I like Mindcology’s article because it emphasizes self-care, a concept I’ve only recently started caring about. In fact, one of my friends recently started “Self-care Sundays”, and I’m seriously considering adding that to my list as I finish my goals for the year this afternoon.
Here are four ways I do my best to work on letting go:
1. Recognizing The Past As Positive
Okay, I’ll admit this is a tough one! Is the past positive? Not always, I know. However, usually we can squeeze a tiny bit of positivity out of almost anything. Actually, one of my more recent jobs is proofreading college entrance essays (well, graduate school ones mostly). I’ve read so many life stories and it’s amazing what people can do after encountering adversity.
My default reaction used to be anger when I thought of parts of my past. Resentment. Negativity. My goal this year is to take the tiny bits of that, that are left – and change them. So they become positive parts in my past.
Anyone want to join me for this? Comment below and let me know!
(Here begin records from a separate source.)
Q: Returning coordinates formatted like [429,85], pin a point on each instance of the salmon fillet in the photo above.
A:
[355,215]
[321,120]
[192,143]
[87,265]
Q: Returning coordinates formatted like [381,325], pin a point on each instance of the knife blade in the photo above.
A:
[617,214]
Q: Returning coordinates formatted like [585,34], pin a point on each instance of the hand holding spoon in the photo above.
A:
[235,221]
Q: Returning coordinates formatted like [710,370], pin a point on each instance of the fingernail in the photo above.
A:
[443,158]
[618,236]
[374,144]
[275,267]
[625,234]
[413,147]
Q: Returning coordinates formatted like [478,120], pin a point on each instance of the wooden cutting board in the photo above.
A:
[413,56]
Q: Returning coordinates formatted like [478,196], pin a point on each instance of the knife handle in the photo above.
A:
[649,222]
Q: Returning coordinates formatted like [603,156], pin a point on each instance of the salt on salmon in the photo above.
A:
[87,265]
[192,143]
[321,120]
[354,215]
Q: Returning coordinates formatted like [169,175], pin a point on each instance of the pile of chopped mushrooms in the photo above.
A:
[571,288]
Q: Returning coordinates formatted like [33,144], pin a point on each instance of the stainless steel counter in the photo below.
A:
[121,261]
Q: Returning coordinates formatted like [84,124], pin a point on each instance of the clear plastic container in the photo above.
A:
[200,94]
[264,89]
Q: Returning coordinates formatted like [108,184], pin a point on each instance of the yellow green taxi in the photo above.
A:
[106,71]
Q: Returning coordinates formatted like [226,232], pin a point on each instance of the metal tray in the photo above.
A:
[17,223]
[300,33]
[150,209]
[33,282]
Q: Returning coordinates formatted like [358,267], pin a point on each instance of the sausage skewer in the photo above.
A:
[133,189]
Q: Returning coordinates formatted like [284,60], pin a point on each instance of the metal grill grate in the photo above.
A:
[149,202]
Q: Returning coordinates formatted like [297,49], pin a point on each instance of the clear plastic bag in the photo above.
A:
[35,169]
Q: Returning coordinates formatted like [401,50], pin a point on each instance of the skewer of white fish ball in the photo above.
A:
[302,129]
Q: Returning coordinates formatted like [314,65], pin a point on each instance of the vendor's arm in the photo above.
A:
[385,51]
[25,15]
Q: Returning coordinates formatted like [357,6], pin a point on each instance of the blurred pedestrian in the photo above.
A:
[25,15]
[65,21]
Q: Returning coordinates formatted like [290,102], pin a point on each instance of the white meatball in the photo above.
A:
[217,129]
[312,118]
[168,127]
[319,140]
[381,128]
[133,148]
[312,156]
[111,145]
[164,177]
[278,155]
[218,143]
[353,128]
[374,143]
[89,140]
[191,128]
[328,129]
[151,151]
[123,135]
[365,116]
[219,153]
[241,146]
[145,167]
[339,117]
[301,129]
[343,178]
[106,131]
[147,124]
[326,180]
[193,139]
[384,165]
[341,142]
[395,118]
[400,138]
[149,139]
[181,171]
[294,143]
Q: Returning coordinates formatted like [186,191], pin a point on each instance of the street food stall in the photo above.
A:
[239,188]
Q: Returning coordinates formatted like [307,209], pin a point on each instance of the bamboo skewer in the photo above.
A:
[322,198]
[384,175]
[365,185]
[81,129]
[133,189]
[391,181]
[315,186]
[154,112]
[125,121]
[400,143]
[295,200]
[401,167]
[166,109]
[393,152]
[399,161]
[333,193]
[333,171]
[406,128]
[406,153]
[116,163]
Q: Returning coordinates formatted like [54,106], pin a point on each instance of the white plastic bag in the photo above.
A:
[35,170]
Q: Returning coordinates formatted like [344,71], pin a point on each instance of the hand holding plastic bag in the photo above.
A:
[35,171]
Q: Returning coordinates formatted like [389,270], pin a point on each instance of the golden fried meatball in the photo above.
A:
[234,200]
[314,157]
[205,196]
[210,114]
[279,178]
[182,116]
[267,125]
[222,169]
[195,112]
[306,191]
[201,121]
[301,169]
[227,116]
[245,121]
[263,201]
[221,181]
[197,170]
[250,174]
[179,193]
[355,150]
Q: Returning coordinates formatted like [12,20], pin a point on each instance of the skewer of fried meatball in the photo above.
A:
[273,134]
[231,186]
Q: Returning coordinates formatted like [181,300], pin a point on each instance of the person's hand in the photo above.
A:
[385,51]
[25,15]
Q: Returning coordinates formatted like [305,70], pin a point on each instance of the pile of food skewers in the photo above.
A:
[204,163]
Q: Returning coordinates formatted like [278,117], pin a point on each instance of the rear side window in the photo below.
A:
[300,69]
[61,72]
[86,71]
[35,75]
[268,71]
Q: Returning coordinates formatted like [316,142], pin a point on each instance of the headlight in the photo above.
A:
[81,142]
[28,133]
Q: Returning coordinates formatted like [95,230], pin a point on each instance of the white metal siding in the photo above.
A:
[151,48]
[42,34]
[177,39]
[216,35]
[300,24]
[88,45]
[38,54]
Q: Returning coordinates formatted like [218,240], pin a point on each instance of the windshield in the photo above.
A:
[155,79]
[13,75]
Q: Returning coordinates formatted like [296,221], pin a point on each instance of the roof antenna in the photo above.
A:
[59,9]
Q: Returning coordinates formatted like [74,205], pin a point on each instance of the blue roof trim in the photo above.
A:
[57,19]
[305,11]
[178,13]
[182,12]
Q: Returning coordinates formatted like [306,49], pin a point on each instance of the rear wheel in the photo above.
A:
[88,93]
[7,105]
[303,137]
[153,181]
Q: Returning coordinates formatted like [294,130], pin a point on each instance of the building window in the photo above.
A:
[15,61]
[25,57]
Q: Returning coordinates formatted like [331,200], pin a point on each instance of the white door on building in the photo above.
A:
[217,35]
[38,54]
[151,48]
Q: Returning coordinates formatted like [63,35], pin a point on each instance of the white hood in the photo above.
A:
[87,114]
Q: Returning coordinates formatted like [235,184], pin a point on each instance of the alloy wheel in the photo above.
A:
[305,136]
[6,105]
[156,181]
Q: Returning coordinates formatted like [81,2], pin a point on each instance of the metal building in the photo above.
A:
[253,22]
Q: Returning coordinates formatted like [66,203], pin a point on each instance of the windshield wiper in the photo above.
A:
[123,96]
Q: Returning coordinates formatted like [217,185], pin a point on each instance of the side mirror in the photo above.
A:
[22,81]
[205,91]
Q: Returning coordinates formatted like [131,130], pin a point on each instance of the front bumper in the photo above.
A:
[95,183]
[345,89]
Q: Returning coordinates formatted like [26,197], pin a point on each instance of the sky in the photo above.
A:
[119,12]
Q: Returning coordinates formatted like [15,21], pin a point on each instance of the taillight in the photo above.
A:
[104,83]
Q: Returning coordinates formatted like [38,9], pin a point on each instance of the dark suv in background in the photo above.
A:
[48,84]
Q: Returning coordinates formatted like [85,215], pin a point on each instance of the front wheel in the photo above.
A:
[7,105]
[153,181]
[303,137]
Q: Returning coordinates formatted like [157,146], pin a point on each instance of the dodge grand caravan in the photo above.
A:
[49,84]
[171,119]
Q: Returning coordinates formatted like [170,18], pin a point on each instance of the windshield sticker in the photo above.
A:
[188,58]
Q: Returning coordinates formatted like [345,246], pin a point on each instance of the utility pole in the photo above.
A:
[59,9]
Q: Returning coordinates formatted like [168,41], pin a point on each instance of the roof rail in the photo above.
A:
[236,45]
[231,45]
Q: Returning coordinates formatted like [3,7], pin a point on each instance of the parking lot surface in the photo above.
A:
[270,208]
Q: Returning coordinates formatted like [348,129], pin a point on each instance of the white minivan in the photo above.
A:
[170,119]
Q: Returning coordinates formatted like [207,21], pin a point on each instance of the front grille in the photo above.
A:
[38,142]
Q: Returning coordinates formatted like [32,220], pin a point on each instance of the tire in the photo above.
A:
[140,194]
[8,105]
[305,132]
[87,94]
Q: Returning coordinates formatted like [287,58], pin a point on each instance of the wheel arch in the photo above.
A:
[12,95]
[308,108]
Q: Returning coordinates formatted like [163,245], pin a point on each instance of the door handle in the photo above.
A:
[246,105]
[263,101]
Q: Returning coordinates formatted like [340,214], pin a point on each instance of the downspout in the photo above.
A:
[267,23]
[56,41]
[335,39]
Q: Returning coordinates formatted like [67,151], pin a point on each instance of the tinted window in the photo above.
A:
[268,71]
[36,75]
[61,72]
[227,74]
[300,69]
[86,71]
2. Deciding What Parts of the Past To Keep
Should we forget and let go, or hold on to the memories? At times, in some parts of my life I struggle with holding on to the positive parts of an experience when it ends negatively, rather than blocking the whole experience itself.
One of my personal goals this year may well be working on this. I’ve yet to finish my goals, but I usually list them in categories of personal, business/career, financial and health. (If you’d like a free template, head to the printables library and grab it; it’s the first printable I made!)
3. Forgiving Before Letting Go
Well, this is a tough one for me, so if any of you have tips- I’m all ears! How can we forgive people who’ve hurt us, wronged us, or worked against us? I’ve read a lot that it’s the way to truly move forward.
I have to admit that I generally skip Step 3, and hop on over to 4. (Yes, I’m aware that I’m one who created this list 😉 )
4. Visualizing Ahead
Visualizing is my favourite part. It’s like imagining you already have everything you want. In fact, it’s how I set my goals every year. By truly, really believing I already have what I’m aiming to get.
Need help visualizing? Check out some key tips to help you visualize.
I’ve set aside some time this afternoon to do exactly that before I head to my afternoon lessons to teach.
What are your thoughts on Lao Tzu’s quote? Do you find it easy (or difficult) to let go? I’d really love to hear your opinions on this one in the comments below. I read and respond to every comment! 🙂
Have a lovely and productive week!
PS. Photography lovers, the photo for today’s post (and poster!) is one I took right here in the Gothic Area in Barcelona, Spain over the winter break.